Peano axioms without explicit reference to zero

Question

Consider $(N, S)$ with S injective and not surjective and suppose the induction principle holds, where the zero in inductive principle is an element which is not in $S(N)$.

Can I prove that $0$ is unique? In other words can we delete explicit reference of zero in Peano's axioms?

Update My attempt of proof.

If $0' \ne 0$ and $0'$ not in $S(N)$ define $A=N-\{0'\}$ so we have:

1) $0 \in A$;

2) if $n \in A$ then $S(n) \ne 0'$, beacuse $0' \notin S(N)$, so $S(n) \in A$.
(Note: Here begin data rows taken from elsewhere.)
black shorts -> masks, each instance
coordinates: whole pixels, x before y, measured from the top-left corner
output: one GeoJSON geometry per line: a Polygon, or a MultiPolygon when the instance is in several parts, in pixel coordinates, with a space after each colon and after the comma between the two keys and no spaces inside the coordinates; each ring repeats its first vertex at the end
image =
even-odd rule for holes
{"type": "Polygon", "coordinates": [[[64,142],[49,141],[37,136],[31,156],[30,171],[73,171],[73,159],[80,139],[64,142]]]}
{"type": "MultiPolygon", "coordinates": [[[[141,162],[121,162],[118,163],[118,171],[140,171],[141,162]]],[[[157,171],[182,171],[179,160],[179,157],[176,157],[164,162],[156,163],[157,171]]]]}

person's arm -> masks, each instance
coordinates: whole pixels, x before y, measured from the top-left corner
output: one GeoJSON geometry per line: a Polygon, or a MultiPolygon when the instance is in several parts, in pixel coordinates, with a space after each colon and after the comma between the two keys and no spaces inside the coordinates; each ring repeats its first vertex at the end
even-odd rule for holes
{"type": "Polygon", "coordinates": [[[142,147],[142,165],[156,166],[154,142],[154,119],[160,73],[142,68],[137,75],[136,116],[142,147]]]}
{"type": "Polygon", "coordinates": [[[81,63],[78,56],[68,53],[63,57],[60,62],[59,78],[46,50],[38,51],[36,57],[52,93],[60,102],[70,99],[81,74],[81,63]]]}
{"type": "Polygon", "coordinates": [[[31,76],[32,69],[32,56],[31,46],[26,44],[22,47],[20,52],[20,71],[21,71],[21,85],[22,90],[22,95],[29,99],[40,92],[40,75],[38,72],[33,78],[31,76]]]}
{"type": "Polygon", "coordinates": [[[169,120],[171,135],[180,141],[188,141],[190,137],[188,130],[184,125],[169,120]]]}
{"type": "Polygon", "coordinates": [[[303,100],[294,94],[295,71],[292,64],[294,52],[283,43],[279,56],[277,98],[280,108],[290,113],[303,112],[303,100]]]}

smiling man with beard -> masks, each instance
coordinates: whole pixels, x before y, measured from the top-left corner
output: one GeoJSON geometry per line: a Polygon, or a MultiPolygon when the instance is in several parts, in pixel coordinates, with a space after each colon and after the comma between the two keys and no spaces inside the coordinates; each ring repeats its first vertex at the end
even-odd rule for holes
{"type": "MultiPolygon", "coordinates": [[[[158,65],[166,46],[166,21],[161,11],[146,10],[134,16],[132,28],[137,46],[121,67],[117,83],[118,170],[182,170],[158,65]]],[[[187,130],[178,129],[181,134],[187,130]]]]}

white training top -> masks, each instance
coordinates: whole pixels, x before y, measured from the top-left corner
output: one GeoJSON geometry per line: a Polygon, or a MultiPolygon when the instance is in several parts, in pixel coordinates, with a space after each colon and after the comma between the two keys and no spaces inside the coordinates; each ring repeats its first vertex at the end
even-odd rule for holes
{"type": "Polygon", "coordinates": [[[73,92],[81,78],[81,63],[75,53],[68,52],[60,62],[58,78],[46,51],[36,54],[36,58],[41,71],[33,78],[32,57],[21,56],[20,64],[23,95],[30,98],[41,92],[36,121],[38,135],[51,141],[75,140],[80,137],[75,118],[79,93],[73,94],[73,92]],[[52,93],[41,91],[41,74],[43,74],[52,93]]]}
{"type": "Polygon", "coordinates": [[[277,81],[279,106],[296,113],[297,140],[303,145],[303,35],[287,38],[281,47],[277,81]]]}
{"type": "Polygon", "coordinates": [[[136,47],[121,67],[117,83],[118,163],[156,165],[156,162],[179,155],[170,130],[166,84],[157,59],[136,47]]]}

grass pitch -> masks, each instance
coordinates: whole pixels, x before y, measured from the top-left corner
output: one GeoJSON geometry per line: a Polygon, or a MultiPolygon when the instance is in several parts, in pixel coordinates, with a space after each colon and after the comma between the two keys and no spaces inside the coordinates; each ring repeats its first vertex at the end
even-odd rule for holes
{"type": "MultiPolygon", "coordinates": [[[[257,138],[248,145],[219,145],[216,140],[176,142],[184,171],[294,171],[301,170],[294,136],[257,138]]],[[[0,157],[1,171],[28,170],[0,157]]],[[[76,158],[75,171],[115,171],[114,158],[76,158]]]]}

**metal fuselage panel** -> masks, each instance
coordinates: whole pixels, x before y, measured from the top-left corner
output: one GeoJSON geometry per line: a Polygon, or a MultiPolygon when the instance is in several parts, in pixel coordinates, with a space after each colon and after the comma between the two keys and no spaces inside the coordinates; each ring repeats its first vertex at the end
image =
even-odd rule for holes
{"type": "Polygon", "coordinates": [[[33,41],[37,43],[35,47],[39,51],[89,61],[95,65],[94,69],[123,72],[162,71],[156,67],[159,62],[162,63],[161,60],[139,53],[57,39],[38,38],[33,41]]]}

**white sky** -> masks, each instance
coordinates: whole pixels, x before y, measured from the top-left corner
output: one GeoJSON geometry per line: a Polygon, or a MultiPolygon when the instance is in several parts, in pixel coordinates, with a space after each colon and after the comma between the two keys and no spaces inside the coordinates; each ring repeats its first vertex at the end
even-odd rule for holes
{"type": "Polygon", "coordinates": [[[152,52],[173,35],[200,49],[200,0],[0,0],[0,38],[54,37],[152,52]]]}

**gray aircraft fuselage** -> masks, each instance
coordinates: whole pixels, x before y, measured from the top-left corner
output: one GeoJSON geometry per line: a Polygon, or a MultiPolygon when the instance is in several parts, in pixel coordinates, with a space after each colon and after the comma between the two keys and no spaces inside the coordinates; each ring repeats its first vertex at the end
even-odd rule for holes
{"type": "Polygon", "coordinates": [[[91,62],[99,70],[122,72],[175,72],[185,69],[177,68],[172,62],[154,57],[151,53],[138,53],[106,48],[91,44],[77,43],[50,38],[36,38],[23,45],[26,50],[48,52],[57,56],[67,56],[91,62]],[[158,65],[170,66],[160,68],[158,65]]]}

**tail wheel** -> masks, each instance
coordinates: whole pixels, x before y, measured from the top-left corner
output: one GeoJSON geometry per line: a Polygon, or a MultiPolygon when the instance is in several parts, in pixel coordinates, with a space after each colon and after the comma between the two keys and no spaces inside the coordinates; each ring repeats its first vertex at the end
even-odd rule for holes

Hence by induction we have $A = N$ which is a contradiction.

Is my proof correct?

I think this question is the same as the intro of the following:

Prove that the system $(P, S, 0)$ satisfy Peano Axioms.

Answer 1

I tried to formalize what (I think) you are trying to do.

As I understand it, you are trying to remove the explicit reference to $0$ in the Peano Axioms, and instead say that there is just something that is outside the range of $s$. So, I figure you want to replace the usual axiom:

$$\forall x \ s(x) \neq 0$$

with something like:

$$\exists z \forall x \ s(x) \neq z$$

And, to remove the explicit reference to $0$ from the typical inductive schema:

$$\forall w_1 ... w_n ((\varphi(0) \land \forall x (\varphi(x) \to \varphi(s(x)))) \to \forall x \ \varphi(x))$$

you would get something like:

$$\forall w_1 ... w_n ((\exists z (\forall x \ s(x) \neq z \land \varphi(z)) \land \forall x (\varphi(x) \to \varphi(s(x)))) \to \forall x \ \varphi(x))$$

But the question now is: is there only one such $z$ that is not covered by the $s$ function, i.e. is it true that:

$$\exists z \forall y (\forall x \ s(x) \neq y \to y = z)$$

Well, below is a formal proof, using an instance of the new inductive scheme with:

$$\varphi(y) := \forall x \ s(x) \neq y \to y = w$$

So yes, the $z$ is indeed unique.